Constitution des listes des PS  non-vaccinés par la CNAM : conformité au RGPD 

CNAM : RT de la constitution des listes de PS non-vaccinés

En pratique, le ministère a précisé que les données transmises prendraient la forme de listes de professionnels non vaccinés, par rapprochement avec le Fichier national des professionnels de santé (FNPS), sous la responsabilité de la CNAM.

Bénéfice/ risque violation de données

L’atteinte portée aux libertés et droits fondamentaux par l’élargissement du passe sanitaire est particulièrement forte. Elle ne peut être admise que si l’État peut démontrer que le surplus d’efficacité qu’apporte le pass sanitaire, par rapport à tout ce qui est déjà fait, apparaît nécessaire à la bonne gestion de la crise.
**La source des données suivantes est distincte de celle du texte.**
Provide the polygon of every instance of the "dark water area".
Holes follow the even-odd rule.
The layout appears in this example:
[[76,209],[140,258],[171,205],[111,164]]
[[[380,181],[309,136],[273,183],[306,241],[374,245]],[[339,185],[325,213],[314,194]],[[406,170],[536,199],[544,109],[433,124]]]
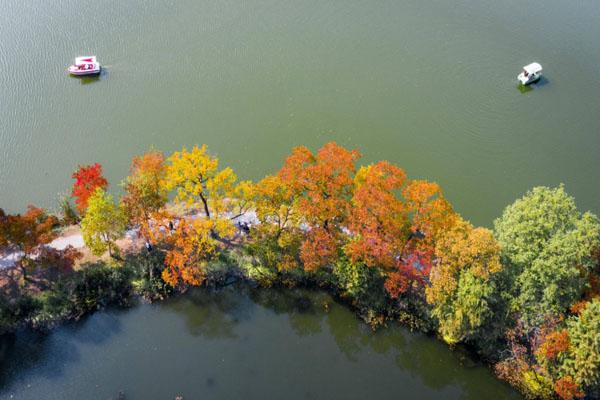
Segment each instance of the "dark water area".
[[[327,306],[325,305],[327,304]],[[0,342],[0,399],[518,399],[461,351],[329,295],[198,289]]]

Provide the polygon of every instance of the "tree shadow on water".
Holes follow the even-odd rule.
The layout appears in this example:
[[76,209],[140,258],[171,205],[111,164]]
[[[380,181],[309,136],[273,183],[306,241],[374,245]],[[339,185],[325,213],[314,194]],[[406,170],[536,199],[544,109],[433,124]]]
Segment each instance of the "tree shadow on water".
[[237,339],[236,326],[248,320],[251,302],[241,295],[244,289],[196,288],[165,303],[165,307],[183,316],[188,332],[208,339]]
[[256,289],[250,291],[250,297],[277,315],[287,315],[290,327],[301,337],[322,331],[321,321],[326,315],[324,305],[331,302],[327,294],[308,289]]
[[61,332],[76,342],[99,345],[123,331],[119,316],[130,311],[126,308],[109,308],[68,323],[61,328]]
[[507,384],[461,347],[449,348],[434,337],[410,334],[396,356],[396,365],[417,377],[430,389],[457,388],[461,399],[518,399]]
[[4,335],[0,338],[0,394],[18,381],[59,378],[65,364],[79,359],[73,343],[57,343],[52,334],[20,331]]
[[69,364],[81,360],[78,343],[101,345],[121,332],[120,312],[126,311],[97,313],[50,332],[22,329],[0,337],[0,395],[19,381],[63,377]]

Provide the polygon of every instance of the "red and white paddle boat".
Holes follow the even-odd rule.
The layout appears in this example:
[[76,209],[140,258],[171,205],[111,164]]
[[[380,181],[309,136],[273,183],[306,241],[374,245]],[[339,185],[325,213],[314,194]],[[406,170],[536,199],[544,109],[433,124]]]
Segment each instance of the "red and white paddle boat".
[[75,64],[68,69],[71,75],[96,75],[100,73],[100,63],[96,60],[96,56],[77,57]]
Le maintien du dispositif doit être limité à la durée strictement nécessaire à la réponse à la situation sanitaire exceptionnelle, compte tenu des paramètres épidémiologiques pertinents disponibles, et devra, en tout état de cause, prendre fin dès que cette nécessité disparaîtra. Une réévaluation régulière de cette nécessité est impérative.

Le risque de la violation des données, comme le montre la divulgation du QR-Code sur les réseaux sociaux, et bien que des mesures techniques et organisationnelles aient été prises, est bien réel. En cybersécurité, le risque zéro n’existe pas.

A plus long terme, le risque est l’accoutumance ou le glissement vers un contrôle numérique. Comme le précise la Cnil dans sa délibération du 7 juin 2021. « Il faut, enfin, prêter une attention particulière à l’effet de cliquet d’une telle mesure. Il y a un risque certain d’accoutumance à de tels dispositifs de contrôle numérique, de banalisation de gestes attentatoires à la vie privée, de glissement, à l’avenir et potentiellement pour d’autres considérations que la seule protection de la santé publique ici recherchée dans un contexte exceptionnel, vers une société où de tels contrôles seraient la norme et non l’exception ».